Oksigen terlarut (DO) menjadi faktor penting yang mempengaruhi kelangsungan hidup ikan budidaya. Oksigen terlarut pada wadah pemijahan dijaga menggunakan alat bantu berupa Hi Blow yang mendistribusikan udara pada tiga titik selang untuk masing-masing bak pemijahan. Kadar oksigen terlarut yang teramati selama penelitian yaitu berkisar 4.7 – 6.2 mg/l O2. Menurut Boyd dan Lichtkoppler (1979), kadar oksigen terlarut yang ditoleransi oleh ikan tropis yaitu 1 – 5 mg/l O2. Oksigen terlarut pada suatu perairan atau wadah budidaya sangat berpangaruh pada pertumbuhan, distribusi, fisiologi, tingkah laku ikan (Bhatnagar dan Devi 2013) terutama nafsu makan ikan (Boyd dan Lichtkoppler 1979). Menurut Bjornn dan Reiser (1991), kadar oksigen terlarut pada media pemijahan ikan yang baik tidak lebih rendah dari 5,00 mg/l O2.

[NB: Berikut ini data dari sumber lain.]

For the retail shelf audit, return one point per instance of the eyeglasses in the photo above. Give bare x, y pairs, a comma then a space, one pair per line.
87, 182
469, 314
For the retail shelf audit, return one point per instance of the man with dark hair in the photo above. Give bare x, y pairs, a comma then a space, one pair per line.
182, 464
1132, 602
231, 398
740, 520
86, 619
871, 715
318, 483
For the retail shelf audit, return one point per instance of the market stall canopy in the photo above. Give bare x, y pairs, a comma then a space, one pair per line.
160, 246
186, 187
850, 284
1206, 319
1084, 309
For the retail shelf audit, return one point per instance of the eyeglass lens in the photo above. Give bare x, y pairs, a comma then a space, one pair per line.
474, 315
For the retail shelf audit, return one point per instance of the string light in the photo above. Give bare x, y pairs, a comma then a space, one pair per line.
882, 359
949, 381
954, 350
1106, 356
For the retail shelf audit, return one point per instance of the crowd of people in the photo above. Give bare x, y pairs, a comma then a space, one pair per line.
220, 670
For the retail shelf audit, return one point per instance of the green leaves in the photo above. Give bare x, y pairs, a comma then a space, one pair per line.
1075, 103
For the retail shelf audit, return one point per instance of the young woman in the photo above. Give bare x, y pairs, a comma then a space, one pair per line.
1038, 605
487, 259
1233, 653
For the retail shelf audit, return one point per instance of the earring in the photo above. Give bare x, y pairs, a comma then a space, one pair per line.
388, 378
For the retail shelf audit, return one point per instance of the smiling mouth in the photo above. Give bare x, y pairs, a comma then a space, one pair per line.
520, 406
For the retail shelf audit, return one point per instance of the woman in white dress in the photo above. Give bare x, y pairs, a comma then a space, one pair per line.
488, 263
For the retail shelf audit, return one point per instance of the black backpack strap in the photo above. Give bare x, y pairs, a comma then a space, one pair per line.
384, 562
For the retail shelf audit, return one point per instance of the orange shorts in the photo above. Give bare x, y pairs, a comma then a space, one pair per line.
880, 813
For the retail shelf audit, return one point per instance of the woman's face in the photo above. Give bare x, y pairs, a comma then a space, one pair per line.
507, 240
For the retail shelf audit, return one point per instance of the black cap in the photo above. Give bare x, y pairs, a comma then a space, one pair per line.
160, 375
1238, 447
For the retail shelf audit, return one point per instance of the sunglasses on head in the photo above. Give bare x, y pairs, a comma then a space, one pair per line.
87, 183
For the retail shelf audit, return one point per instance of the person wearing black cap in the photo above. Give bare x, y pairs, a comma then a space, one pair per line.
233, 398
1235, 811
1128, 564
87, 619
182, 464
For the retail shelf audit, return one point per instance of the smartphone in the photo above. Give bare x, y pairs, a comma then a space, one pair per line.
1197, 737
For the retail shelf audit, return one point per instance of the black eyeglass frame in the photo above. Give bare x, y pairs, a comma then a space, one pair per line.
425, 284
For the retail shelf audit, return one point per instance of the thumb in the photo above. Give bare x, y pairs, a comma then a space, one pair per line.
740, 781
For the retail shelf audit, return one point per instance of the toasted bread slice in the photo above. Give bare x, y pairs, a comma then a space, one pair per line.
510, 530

Derajat keasaman (pH) pada media air pemijahan ikan betutu yaitu berkisar 7.0 – 7.5. Menurut Effendi (2003), pH pada media budidaya yang berkisar antara 6,5 – 9 dapat mendukung kegiatan perikanan. Menurut Boyd dan Lichtkoppler (1979), pH pada media budidaya kurang dari 6,5 akan mengakibatkan pertumbuhan ikan menjadi lamban, dan pH kurang dari 5 - 4 mengakibatkan ikan tidak bisa melakukan kegiatan reproduksi. Derajat keasaman (pH) pada penelitian kali ini masih berada dibatas toleransi ikan yaitu 7,0 – 7,4. Kadar CO2 media pemijahan selama kegiatan penelitian berlangsung yaitu berkisar 4.00 – 23.97 mg/l CO2. Kadar CO2 pada penelitian kali ini lebih tinggi dibandingkan kadar CO2 yang dapat ditoleransi oleh organisme akuatik yaitu kurang dari 10 mg/l CO2 (Effendi 2003). Menurut NTAC (1968) menyarankan agar kandungan karbondioksida bebas tidak melampaui 25 mg/l CO2 dengan catatan oksigen terlarut cukup tersedia pada media budidaya.

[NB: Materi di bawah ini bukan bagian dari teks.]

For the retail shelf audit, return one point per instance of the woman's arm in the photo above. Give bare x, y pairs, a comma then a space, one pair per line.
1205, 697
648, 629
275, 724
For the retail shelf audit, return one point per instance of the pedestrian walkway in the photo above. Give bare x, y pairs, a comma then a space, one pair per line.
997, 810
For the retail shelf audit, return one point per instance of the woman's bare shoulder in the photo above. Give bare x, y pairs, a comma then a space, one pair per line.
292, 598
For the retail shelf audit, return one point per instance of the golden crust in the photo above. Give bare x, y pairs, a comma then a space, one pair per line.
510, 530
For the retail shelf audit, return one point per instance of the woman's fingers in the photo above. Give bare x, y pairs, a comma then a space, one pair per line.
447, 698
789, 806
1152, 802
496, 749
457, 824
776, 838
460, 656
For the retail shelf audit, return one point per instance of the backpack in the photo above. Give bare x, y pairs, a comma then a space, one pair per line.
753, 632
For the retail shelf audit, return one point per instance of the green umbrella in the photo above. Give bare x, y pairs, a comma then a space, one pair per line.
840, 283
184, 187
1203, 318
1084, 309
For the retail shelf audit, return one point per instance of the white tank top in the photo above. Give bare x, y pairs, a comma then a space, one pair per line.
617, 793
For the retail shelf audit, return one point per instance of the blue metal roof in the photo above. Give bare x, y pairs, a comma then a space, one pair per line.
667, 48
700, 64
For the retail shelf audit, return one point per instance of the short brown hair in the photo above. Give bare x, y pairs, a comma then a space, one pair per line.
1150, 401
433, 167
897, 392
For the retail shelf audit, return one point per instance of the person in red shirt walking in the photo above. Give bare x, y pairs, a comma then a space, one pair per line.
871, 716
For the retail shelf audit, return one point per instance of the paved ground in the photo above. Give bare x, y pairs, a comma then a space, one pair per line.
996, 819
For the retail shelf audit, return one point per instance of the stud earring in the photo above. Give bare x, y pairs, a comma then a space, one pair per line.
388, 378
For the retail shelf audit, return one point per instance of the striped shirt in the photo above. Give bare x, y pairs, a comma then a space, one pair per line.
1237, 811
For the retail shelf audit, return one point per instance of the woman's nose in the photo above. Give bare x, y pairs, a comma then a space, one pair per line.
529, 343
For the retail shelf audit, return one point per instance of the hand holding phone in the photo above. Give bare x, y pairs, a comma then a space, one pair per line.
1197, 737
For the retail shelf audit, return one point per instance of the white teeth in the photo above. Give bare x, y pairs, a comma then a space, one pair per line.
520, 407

Kesadahan pada suatu perairan menunjukkan konsentrasi kalsium (Ca) dan magnesium (Mg) sebanyak miligram per liter (Boyd dan Lichtkoppler 1979). Kalsium (Ca) dan magnesium (Mg) merupakan makromineral yaitu mineral yang dibutuhkan oleh tubuh ikan dalam jumlah yang relatif besar. Mineral kalsium (Ca) memiliki fungsi struktural yaitu pembentukan struktur seperti tulang, gigi dan sisik ikan serta berperan dalam kontraksi otot ikan. Magnesium (Mg) merupakan kofaktor kerja enzim dalam metabolisme protein, karbohidrat lemak. Oleh karena itu, magnesium berpengaruh pada nafsu makan ikan serta pertumbuhan ikan (Tambunan dan Nainggolan 2013). Pemberian pakan segar berupa ikan mas tidak menghasilkan pemijahan. Hal ini diduga karena konsentrasi kesadahan pada media pemeliharaan induk mencapai 47,31 mg/l CaCO3. Menurut Boyd dan Lichtkoppler (1979), konsentrasi kesadahan pada suatu media budidaya tidak boleh melewati 25 mg/l CaCO3. Menurut Susanto H (2001) kelebihan magnesium dari batas toleransi hidup ikan menyebabkan ikan tidak mampu mengekskresikan magnesium (Mg) yang terserap secara normal. Hal tersebut akan mengakibatkan hipermagnesia dan ikan menjadi lesu, penyerapan nutrisi berkurang sehingga kegiatan reproduksi ikan terganggu.

Nitrit seperti halnya amoniak juga bersifat racun terhadap ikan karena nitrit tersebut dapat mengoksidasi Fe2+ (Hb dalam darah ikan) sehingga kemampuan darah ikan untuk mengikat oksigen dari air akan merosot (Lubis 2002). Kadar nitrit media pemijahan ikan betutu pada pemberian pakan berupa cacing tanah lebih tinggi dibandingkan pada perlakuan pakan lainnya yaitu 1,24 mg/ l NO2-N saat pertengahan pemeliharaan. Berdasarkan baku mutu perairan untuk kadar nitrit pada perairan lebih baik kurang dari 1 mg/l NO2-N (Menlh 2001). Menurut Lubis

19 (2002) nitrit (NO2) yang berlebih pada suatu perairan dapat mengakibatkan terganggunya transportasi oksigen dan kerusakan jaringan dalam tubuh ikan.